Within less than two years, all insurance companies in the EU and their ICT suppliers have to respect detailed rules on how to deal with all kinds of ICT-related disruptions and threats, including cyber attacks. The EU watchdog for the insurance sector EIOPA is currently developing technical standards to implement DORA, the Digital Operational Resilience Act, which was published end 2022 and shall apply from January 2025.

DORA is about security and IT risk management but is also about promoting technological advances. For a couple of years, the EU institutions are working on a broad digital finance package, which has exactly those two goals: fostering operational resilience while ensuring financial stability and consumer protection.

Of course, companies have been working on their security for years now, but DORA takes this a step further for the whole financial sector: banks, insurance companies, payment institutions, investment firms, etc. They all have to be able to stay resilient through a severe operational disruption.
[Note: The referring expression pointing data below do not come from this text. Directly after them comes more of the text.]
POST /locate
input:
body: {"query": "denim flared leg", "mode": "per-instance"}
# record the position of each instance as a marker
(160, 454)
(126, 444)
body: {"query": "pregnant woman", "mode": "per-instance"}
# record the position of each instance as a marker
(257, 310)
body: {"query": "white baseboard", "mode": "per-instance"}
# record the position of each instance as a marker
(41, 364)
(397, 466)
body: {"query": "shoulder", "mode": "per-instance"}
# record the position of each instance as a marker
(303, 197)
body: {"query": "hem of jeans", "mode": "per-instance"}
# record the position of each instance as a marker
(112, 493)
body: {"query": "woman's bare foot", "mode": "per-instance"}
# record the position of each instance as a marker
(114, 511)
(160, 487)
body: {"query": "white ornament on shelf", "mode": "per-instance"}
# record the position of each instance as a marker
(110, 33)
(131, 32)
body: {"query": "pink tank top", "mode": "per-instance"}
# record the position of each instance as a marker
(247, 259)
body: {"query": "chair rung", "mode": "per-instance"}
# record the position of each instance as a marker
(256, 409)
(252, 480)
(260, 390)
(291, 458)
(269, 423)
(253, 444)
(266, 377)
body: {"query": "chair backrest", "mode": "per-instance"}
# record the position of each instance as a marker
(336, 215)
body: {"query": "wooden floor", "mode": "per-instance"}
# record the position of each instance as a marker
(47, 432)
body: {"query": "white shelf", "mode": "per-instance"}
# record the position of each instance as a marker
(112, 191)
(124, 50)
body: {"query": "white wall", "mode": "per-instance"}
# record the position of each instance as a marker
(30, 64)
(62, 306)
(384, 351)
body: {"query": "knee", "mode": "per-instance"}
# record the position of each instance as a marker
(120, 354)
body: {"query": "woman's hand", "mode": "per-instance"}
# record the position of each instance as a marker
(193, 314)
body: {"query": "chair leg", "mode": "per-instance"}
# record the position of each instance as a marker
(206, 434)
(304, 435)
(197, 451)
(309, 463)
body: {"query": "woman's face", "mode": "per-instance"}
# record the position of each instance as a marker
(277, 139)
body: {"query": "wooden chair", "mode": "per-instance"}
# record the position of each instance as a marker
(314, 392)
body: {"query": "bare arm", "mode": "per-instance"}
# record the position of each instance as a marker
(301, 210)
As an EU regulation, DORA is an obligation for all European financial companies and their ICT providers since the beginning of 2023. Member states are in the course of transposing it into national law and the European Supervisory Authorities (ESAs) are drafting the technical standards. For the insurance sector, this is done by EIOPA, the European Insurance and Occupational Pensions Authority. As of early 2025, all insurance companies will have to make sure their IT framework and governance respects those uniform requirements.

The DORA framework consists roughly of five parts or pillars: an ICT risk management framework, ICT-related incident management, classification and reporting, Digital operational resilience testing, Third-party risk management and cyber threat intelligence, and Information sharing.

  • ICT risk management: introduces enhanced requirements to have in place a sound and comprehensive internal governance and control framework for the identification and management of ICT related risks .
  • Incident classification and reporting: insurance companies need to have systems to monitor and identify ICT incidents and report them to competent authorities.
  • Digital operational resilience testing: requirements on analysing vulnerabilities and network security, on gap analysis and on the testing of software solutions.
  • Third-party risk management: DORA doesn’t only apply to financial institutions, but also to all their suppliers of ICT including cloud service providers. The relevant watchdog of the sector will have the authority to request information, carry out inspections and even impose sanctions. Financial institutions will also have to analyze and minimize the potential risks related to their external providers.
  • Sharing of information: financial companies are encouraged to share all information on cyber security with companies in other countries.

It’s clear that DORA consists of numerous binding obligations and will require considerable transformations in ICT. So, although the regulatory and implementing standards still have to be written, companies shouldn’t lose time. To be ready by the beginning of 2025, the implementation of the framework should start today.